Computing sequence summary statistics
segul
generates different summary statistics for DNA and amino acid sequences. By default, the datatype is set to DNA sequence. In general, the command is as below:
segul summary <input-option> [alignment-path] --input-format [sequence-format-keyword] --datatype [datatype]
The summary
function produces three summary statistics:
- Summary statistics for all the alignments printed in the terminal and written to the log file (
segul.log
). - Summary statistics for each alignment/locus written to a csv file (default name:
locus_summary.csv
). - Summary statistics for each taxon written to a csv file (default name:
taxon_summary.csv
).
Learn more about specifying the output directory and filenames here.

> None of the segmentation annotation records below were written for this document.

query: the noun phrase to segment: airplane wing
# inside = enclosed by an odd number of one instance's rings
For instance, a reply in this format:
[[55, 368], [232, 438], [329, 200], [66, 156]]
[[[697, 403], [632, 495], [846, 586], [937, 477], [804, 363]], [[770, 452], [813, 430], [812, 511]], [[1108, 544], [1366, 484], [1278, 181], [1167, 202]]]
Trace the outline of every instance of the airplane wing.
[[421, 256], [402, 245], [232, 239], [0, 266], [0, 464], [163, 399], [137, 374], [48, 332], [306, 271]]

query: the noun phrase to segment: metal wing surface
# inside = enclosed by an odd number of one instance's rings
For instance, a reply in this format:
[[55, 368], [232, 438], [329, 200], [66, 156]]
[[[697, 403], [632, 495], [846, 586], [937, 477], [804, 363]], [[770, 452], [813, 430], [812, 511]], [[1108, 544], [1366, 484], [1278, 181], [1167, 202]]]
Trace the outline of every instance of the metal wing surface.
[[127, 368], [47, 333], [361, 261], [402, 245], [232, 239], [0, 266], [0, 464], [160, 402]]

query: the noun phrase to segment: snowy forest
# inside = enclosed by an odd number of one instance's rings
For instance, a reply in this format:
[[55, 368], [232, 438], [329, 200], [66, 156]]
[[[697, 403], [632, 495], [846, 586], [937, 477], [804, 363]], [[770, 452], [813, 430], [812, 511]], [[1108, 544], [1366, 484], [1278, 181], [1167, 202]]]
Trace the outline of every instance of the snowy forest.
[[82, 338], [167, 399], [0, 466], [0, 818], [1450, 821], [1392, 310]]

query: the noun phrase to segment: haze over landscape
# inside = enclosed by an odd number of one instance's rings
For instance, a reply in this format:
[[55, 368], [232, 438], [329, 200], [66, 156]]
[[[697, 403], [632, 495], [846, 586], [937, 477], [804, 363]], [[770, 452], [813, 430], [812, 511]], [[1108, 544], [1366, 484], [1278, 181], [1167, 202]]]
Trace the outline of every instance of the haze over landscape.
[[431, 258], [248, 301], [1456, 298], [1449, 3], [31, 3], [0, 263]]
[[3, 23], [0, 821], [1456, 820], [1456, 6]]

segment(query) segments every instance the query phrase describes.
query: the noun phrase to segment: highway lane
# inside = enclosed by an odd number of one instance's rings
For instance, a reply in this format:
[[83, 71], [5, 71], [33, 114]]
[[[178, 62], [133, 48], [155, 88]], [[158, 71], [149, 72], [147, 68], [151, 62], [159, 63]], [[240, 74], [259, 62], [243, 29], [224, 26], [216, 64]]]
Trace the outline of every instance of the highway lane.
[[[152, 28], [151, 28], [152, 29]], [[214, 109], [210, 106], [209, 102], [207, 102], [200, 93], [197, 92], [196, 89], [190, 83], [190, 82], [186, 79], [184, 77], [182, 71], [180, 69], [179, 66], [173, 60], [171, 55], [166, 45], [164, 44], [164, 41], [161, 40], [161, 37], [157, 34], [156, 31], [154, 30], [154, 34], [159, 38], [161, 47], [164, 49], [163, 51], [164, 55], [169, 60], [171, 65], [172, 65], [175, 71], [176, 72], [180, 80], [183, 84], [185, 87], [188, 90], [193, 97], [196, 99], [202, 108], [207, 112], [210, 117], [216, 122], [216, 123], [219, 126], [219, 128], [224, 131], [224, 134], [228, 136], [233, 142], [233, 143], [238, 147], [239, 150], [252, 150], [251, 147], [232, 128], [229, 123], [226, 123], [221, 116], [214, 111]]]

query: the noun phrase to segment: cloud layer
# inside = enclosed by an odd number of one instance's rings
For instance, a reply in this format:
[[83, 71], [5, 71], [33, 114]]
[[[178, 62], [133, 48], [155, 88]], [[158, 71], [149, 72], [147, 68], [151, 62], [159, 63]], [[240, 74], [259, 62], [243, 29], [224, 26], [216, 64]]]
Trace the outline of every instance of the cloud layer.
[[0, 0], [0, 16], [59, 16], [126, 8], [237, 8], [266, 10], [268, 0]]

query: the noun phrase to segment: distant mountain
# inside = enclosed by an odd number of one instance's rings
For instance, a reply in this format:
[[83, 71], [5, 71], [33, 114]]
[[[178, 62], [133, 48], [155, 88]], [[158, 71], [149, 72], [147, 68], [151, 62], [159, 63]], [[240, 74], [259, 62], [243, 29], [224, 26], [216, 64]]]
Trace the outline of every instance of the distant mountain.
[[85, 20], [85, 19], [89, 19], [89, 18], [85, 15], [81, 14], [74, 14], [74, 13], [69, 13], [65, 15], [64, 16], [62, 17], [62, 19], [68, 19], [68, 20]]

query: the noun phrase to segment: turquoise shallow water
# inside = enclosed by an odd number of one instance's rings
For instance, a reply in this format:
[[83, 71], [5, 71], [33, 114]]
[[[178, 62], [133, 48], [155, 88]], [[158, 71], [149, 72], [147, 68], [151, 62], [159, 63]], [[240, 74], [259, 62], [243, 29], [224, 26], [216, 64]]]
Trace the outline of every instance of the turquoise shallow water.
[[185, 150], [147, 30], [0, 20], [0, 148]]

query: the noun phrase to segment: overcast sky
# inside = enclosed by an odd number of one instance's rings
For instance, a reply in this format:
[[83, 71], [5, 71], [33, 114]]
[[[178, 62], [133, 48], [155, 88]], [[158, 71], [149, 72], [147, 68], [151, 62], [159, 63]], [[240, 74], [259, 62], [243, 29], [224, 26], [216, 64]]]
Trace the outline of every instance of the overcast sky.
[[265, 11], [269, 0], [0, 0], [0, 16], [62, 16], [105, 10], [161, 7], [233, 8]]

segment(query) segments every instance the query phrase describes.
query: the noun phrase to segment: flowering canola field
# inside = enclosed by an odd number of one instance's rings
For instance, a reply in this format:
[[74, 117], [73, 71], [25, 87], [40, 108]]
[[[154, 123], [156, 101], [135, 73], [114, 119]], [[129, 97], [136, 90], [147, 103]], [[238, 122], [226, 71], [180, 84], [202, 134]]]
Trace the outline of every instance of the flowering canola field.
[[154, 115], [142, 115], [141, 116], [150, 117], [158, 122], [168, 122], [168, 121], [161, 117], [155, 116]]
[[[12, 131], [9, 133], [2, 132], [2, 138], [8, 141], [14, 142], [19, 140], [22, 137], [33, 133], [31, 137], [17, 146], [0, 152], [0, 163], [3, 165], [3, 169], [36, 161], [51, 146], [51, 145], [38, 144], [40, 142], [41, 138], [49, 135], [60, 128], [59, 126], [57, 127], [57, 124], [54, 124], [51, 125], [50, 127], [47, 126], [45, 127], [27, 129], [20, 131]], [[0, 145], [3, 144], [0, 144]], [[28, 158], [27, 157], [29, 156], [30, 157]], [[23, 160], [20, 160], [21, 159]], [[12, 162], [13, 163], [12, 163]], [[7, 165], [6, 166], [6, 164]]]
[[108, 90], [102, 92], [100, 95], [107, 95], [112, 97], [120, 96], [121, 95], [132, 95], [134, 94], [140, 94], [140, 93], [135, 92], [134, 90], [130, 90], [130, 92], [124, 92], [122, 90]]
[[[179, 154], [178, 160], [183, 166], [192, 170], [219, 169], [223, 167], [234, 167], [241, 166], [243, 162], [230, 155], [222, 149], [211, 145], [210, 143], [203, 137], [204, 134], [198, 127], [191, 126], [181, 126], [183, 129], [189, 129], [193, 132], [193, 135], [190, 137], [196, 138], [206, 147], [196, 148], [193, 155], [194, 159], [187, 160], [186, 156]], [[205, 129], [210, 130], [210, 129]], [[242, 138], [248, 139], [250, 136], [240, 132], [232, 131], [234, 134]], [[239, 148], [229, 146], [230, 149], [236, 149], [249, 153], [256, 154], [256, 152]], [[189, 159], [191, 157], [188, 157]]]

Computing sequence summary statistics for DNA sequences
Because segul
datatype is default to DNA, we don't need to pass the --datatype
option in the command. For example, to generate summary statistics for alignments in the folder alignments/
:
segul summary -d alignments/ -f nexus
If we use the --input
or -i
option, the command will be:
segul summary -i alignments/*.nexus
Below is an example of segul terminal output for DNA sequence summary statistics. This output is based on alignments from Oliveros et al. (2019). An example of csv file generated from the same dataset can be found through this link.
=========================================================
SEGUL v0.11.1
An alignment tool for phylogenomics
---------------------------------------------------------
Input dir : oliveros_et_al_2019/
File counts : 4,060
Input format : Nexus
Data type : DNA
Task : Sequence summary statistics
🌘 Finished computing summary stats!
General Summmary
Total taxa : 221
Total loci : 4,060
Total sites : 2,464,926
Missing data : 38,227,233
%Missing data : 7.32%
GC content : 0.36
AT content : 0.56
Characters : 522,529,858
Nucleotides : 484,302,625
Alignment Summmary
Min length : 155 bp
Max length : 1,410 bp
Mean length : 607.12 bp
Taxon Summmary
Min taxa : 177
Max taxa : 221
Mean taxa : 210.84
Character Count
? : 36,681,846
- : 1,545,387
A : 147,184,543
C : 94,814,080
G : 94,526,406
T : 147,777,596
Data Matrix Completeness
100% taxa : 15
95% taxa : 3,069
90% taxa : 3,729
85% taxa : 3,961
80% taxa : 4,060
Conserved Sequences
Con. loci : 0
%Con. loci : 0.00%
Con. sites : 1,261,559
%Con. sites : 0.51%
Min con. sites : 16
Max con. sites : 885
Mean con. sites : 0.51
Variable Sequences
Var. loci : 4,060
%Var. loci : 100.00%
Var. sites : 1,203,367
%Var. sites : 0.49%
Min var. sites : 15
Max var. sites : 814
Mean var. sites : 0.49
Parsimony Informative
Inf. loci : 4,060
%Inf. loci : 100.00%
Inf. sites : 811,688
%Inf. sites : 0.33%
Min inf. sites : 2
Max inf. sites : 631
Mean inf. sites : 0.33
Output Files
Alignment summary : locus_per_locus.csv
Log file : segul.log
Execution time : 4.3725607s
Computing sequence summary statistics for amino acid sequences
To compute the summary statistics for amino acid sequences, we need to use the --datatype aa
option. For example:
segul summary -d alignments/ -f nexus --datatype aa
If we use the --input
or -i
option, the command will be:
segul summary -i alignments/*.nexus --datatype aa
Setting up data matrix completeness interval
By default, segul
will print the percentage of data matrix completeness with decrement interval 5 percent. It starts from 100% until it reaches all alignment coverage or near zero percent completeness. With the dafault interval, if segul
never reaches all alignment coverage, it will stop printing the result when the result reaches 5%. In the Oliveros et al. (2019) dataset above, segul
stops printing the data matrix completeness at 80% because it already cover the total number of alignments (4,060 alignments).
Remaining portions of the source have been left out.